Dolayısıyla Kremlin’in burada atladığı, gözden kaçırdığı bir husus var. Kremlin halen Alaska Zirvesi’ne takılıp kalmış durumda, oysa Alaska sonrası köprünün altından çok sular aktı. Yeni bir sürecin kilometre taşları döşeniyor ve bu gelinen aşamada Alaska Zirvesi’nde ortaya konulan her iki ülkenin duruşu daha bulanık bir hal almış bulunuyor.

Burada sadece Trump’ın Çin’de gerçekleşen ŞİÖ Zirvesi ve Tianjin’deki liderler fotoğrafına yönelik değerlendirmesini hatırlatmak bile yeterli diye düşünüyorum. Diğeri ise “TRÇ İttifakı” söylemi gölgesinde gerçekleşen Erdoğan ve Tump arasındaki son görüşmeler. Aradaki Avrupa faktörü ve diğer hususlar bana göre daha tali durumdalar. Bir taraftan Rusya Alaska Zirvesi ile çıta yükseltmeye çalışırken, diğer taraftan Trump’ın son gelişmeler çerçevesinde fren yapma mecburiyeti görülüyor. 

Trump, artık Putin’in Moskova çağrısına daha temkinli bir yaklaşım içine girmiş durumda. Daha da ötesi düne kadar Rusya’ya Ukrayna konusunda yeşil ışık yakar iken, şimdi Rusya’yı daha da yıpratmaya yönelik bir süreç ile tehdit ediyor. Açıkçası Trump ibreyi tekrar Ukrayna ve Avrupa tarafına kaydırmak suretiyle Putin’i daha çok kendi istediği şartlarda bir müzakere/barış sürecine, daha da ötesinde ABD ile normalleşmeye yönelik bir stratejiyi devreye sokmuş görünüyor. 

Trump, bundan ötürü olsa gerek tekrar Zelensky ile Putin arasında bir görüşme yapılmasını istiyor. Arzu edildiği takdirde bu iki lider arasındaki toplantıya katılım sağlayacağını da belirtiyor. Oysa düne kadar Trump Zelensky’i adeta devre dışı bırakmıştı. Dolayısıyla bu sefer çıtayı Trump yükseltmiş durumda ve “Air Force One”nın rotasında Moskova pek görünmüyor gibi.

“İstanbul Zirvesi” Kaçınılmaz, Barış Masası Halen Yerinde!

Bu durumda Kremlin’in müzakerelere ara vermesi ne kadar makul ya da sürdürülebilir, açıkçası üzerinde fazlasıyla düşünülmesi lazım. Şu an müzakere sürecinin başlatılması hususunda inisiyatif büyük ölçüde Kremlin’in elinde ve keyfinde gibi görülüyor.
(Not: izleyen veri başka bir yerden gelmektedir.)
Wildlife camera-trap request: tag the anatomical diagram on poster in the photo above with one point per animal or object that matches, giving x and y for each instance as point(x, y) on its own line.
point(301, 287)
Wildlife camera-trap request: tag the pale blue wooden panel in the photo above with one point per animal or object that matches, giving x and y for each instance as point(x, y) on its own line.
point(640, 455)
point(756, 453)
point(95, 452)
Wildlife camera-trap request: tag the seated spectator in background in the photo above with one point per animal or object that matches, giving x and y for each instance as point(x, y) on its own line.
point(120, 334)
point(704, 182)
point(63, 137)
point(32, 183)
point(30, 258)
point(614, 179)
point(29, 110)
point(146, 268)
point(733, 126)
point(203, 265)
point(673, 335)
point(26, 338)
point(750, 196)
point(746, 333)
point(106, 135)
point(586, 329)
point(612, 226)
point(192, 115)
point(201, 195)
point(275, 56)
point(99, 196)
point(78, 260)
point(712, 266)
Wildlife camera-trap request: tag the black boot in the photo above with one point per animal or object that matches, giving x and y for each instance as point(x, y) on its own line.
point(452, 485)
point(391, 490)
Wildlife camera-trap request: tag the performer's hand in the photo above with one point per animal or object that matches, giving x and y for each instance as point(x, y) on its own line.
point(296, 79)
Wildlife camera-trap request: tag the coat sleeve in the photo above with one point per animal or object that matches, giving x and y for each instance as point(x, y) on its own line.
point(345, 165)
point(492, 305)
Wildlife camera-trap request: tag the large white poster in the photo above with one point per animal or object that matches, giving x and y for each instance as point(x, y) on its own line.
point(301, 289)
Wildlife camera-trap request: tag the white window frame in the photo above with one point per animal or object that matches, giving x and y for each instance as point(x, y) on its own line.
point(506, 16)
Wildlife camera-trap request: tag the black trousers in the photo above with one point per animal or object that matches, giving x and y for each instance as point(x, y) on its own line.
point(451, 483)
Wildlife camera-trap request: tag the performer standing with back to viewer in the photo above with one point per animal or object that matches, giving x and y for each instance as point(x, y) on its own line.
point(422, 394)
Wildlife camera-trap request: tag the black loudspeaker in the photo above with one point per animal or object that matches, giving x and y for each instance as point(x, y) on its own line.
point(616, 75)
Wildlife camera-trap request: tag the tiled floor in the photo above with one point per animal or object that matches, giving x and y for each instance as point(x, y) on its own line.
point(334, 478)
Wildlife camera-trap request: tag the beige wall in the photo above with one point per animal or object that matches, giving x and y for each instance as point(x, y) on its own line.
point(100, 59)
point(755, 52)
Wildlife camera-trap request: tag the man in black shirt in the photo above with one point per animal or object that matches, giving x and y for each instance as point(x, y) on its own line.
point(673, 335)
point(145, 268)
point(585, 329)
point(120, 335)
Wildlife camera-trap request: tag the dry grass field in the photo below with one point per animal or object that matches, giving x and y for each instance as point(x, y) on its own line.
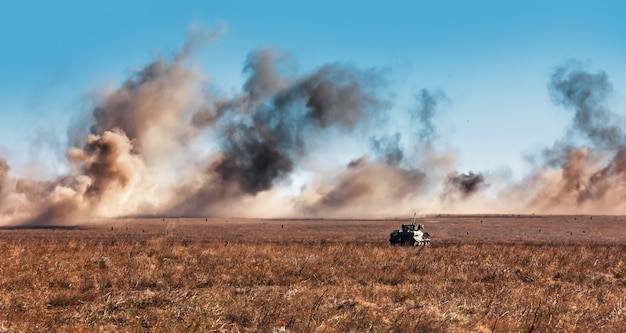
point(481, 274)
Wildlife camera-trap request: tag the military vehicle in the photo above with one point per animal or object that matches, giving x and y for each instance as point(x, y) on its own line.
point(411, 235)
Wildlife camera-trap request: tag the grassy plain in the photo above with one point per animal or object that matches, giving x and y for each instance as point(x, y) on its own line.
point(481, 274)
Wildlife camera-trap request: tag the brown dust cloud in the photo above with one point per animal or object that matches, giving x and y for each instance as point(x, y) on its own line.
point(167, 143)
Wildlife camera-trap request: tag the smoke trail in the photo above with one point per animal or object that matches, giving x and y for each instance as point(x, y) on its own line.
point(465, 184)
point(389, 148)
point(271, 125)
point(589, 178)
point(587, 94)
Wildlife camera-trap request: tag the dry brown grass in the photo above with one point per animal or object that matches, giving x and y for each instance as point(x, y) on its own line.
point(187, 277)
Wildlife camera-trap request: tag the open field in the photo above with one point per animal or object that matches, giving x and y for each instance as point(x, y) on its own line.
point(482, 273)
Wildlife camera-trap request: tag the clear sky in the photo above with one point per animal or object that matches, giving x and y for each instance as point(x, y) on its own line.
point(492, 59)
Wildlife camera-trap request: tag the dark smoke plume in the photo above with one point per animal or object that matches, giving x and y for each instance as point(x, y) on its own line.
point(389, 148)
point(587, 94)
point(267, 128)
point(593, 175)
point(465, 183)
Nitekim Putin de “stratejik inisiyatif Rus ordusunda” diyor.[iv] Fakat yarın çok daha farklı durumlar gelişebilir ve Moskova istese de, Türkiye bu konuda büyük çabalar gösterse de, bu müzakere/barış masası kolay kolay kurulamayabilir. 

Bundan ötürü Ankara’nın en başından itibaren ortaya koyduğu ve ısrarla sürdürmek istediği her iki devlet arasındaki savaşın sona erdirilmesine yönelik yaklaşımına Kremlin’in bir kez daha “evet” demesi ve bu kapsamda Rusya Devlet Başkanı Vladimir Putin’in Ukrayna ile üçüncü tur müzakereleri İstanbul’da yapmaya hazır olduklarını açıklaması çok daha büyük bir önem arz ediyor. Ukrayna, İstanbul’daki görüşmelere hazır olduğunu defalarca açıkladı. ABD ve Avrupa ülkelerinin önemli bir kısmı da müzakere sürecinin tekrar başlaması yönünde bir tutum sergiliyor. Türkiye de her zaman için bu sürecin içinde yer almak istediğini belirtiyor ve bununla ilgili beklentileri halen gündemde.[v] Türkiye hazır, İstanbul’daki müzakere/barış masası halen yerinde.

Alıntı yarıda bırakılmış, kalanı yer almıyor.